The Victim Characteristics Data (Dataset 2) contain 23 variables, comprised of 2 identification variables (case ID, victim ID); 1 variable describing the victim number in a particular homicide case; 2 variables describing when the case was ruled a homicide (month, year); 1 variable indicating the status of the case (open or closed); 4 variables describing characteristics of the victim (age, age category, gender, race); 8 variables describing motive(s) for the homicide (argument, domestic violence, drug-related, gang-related, retaliation, robbery, other, unknown); 1 variable describing the weapon used (firearm or other); and 4 variables describing the distance from the victim's home to the homicide location (Euclidian distance as well as street distance, in feet and in miles).

The Triads Data (Dataset 3) contain 39 variables, comprised of 4 identification variables (case ID, triad ID, offender ID, victim ID); 1 variable indicating the year the case was ruled a homicide; 4 variables describing characteristics of the victim (age, age category, race, gender); 4 variables describing characteristics of the offender (age, age category, race, gender); 7 variables describing motive(s) for the homicide (argument, domestic violence, drug-related, gang-related, retaliation, robbery, other); 1 variable indicating the status of the case (open or closed); 1 variable describing the weapon used (firearm or other); 6 variables describing distance: victim's home to home location, offender's home to homicide location, and offender's home to victim's home (Euclidian distances and street distances for each, each in miles); 1 variable describing the offender-to-victim relationship (stranger, acquaintance, intimate); 1 location code variable (inside, outside); 1 variable to describe the geometry associated with the triad relationship among offender, victim, and offense locations for each case (dot, line, triangle); 1 traditional mobility variable incorporating Normandeau's (1968) social area designation (neighborhood, offender, victim, offense, total); 4 distance mobility category variables, each incorporating Normandeau's (1968) social area designation (neighborhood, offender, victim, offense, total); and 3 variables for neighborhood cluster designations (for homicide location, victim residence location, and offender residence location).

The Geographic Information Systems (GIS) Data (Dataset 4) consist of 7 shapefiles.
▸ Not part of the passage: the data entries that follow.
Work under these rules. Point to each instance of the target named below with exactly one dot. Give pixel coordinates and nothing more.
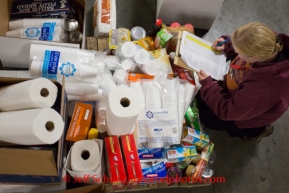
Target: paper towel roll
(138, 88)
(73, 72)
(126, 50)
(81, 88)
(120, 76)
(85, 156)
(92, 97)
(31, 127)
(38, 52)
(30, 94)
(122, 111)
(153, 99)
  • DCMDVAstreets.shp: US Census TIGER street centerlines for the District of Columbia, Maryland, and Virginia.
  • DCNeighborhoodClusters.shp: Neighborhood clusters in the District of Columbia, redistributed with permission from opendata.dc.gov.
  • DCStreeets.shp: Street centerlines for the District of Columbia, redistributed with permission from opendata.dc.gov.
  • HomicideLoc_ClosedCasesOnly_NoAddresses.shp: Location points of homicide incidents for closed cases.
  • OffendersLoc_ClosedCasesOnly.shp: Location points of offenders' residences for closed cases. (Note: contains no address data)
  • Triads_ClosedCasesOnly_NoAddresses.shp: Location points of triads for closed cases.
  • VictimsLoc_ClosedCasesOnly.shp: Location points of victims' residences for closed cases. (Note: contains no address data)

Response Rates:    Not applicable.

Presence of Common Scales:    None.

Extent of Processing:   ICPSR data undergo a confidentiality review and are altered when necessary to limit the risk of disclosure. ICPSR also routinely creates ready-to-go data files along with setups in the major statistical software formats as well as standard codebooks to accompany the data. In addition to these procedures, ICPSR performed the following processing steps for this data collection:

  • Standardized missing values.
  • Checked for undocumented or out-of-range codes.